The time has come to start working on those back-to-school shopping lists, and if technology's on that list, the NY1 Tech Report will help you decide whether a student in your life should head back to class packing a laptop or a tablet. NY1's Adam Balkin filed the following report.
Believe it or not, there was a time when pencils comprised the bulk of back to school shopping. Now, of course, the focus has shifted to electronic devices.
But only if it was that simple. As a parent or student today, there are so many choices. The primary one is over which form factor to get. Is a laptop still the go-to workhorse, or will one of the growing number of sophisticated tablets do?
"I do think that students need a full-fledged laptop or a full-fledged computer," says K.T. Bradford of digitaltrends.com. Tablets are great, and Windows 8 tablets are even better, say, than the iPad or something with Android on it because they do give you a full-fledged operating system. But the thing is, if you buy a Windows 8 tablet and you buy a keyboard to go with it and you buy a mouse, and suddenly, you've already spent what you need to spend on a laptop."
For younger students, tablets, especially one you may already own, will do just fine. But some industry watchers say that the feel of those tablet keyboards just isn't quite there yet for big-time high school or college projects.

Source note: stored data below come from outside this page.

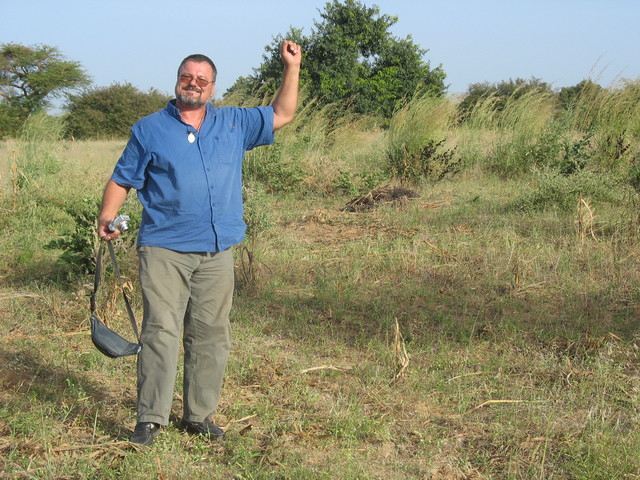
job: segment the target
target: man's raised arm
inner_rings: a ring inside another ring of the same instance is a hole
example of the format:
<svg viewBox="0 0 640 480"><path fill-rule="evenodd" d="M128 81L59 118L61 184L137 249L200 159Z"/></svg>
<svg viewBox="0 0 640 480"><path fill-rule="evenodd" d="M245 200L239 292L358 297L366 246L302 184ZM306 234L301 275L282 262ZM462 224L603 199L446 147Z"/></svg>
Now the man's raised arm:
<svg viewBox="0 0 640 480"><path fill-rule="evenodd" d="M300 63L302 50L291 40L280 45L280 56L284 63L282 84L273 98L273 129L278 130L293 120L298 106L298 83L300 81Z"/></svg>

"They're good keyboard accessories, but they're not as good as the tried-and-true keyboard experience, touchpad experience that you're going to get from a laptop," says Sherri Smith of Laptop Magazine.

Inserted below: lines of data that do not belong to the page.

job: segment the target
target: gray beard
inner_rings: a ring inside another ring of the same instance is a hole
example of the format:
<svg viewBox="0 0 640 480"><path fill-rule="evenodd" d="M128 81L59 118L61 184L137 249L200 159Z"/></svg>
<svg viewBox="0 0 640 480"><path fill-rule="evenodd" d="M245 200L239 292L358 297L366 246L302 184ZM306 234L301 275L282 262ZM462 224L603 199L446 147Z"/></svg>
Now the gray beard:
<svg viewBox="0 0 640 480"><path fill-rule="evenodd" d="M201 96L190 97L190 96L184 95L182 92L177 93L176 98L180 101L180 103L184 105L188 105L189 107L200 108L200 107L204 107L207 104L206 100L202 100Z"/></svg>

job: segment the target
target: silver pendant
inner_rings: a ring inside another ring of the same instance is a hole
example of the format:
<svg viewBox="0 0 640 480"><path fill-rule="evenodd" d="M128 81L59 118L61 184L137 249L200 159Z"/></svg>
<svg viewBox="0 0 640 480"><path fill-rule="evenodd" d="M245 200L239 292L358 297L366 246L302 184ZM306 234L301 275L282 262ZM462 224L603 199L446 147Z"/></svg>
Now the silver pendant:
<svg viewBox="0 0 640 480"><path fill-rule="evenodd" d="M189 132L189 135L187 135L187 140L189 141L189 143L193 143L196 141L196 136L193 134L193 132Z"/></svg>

If you're really stuck, there are also those relatively new so-called "convertibles" that easily change from a laptop into a tablet.
If you're a parent, at this point, you could be excused for experiencing some severe sticker shock. But on the bright side, all this technology might not cost quite as much as you think it will.
For starters, most manufacturers do offer student discounts, so hunt those down. And Microsoft is helping you enlist help from friends and relatives.
"If you want to, you can crowdsource your PC," says Kristina Libby of Microsoft. "So we've set up this website, it's called windowschipin.com. Students go in, they sign in, they select a PC, sign in to your Facebook account, and then you send it out to your friends and family to ask them to chip in as well."
To make sure no one cheats the system, all those student discount programs will require some sort of proof that the person buying it is, in fact, currently enrolled in school.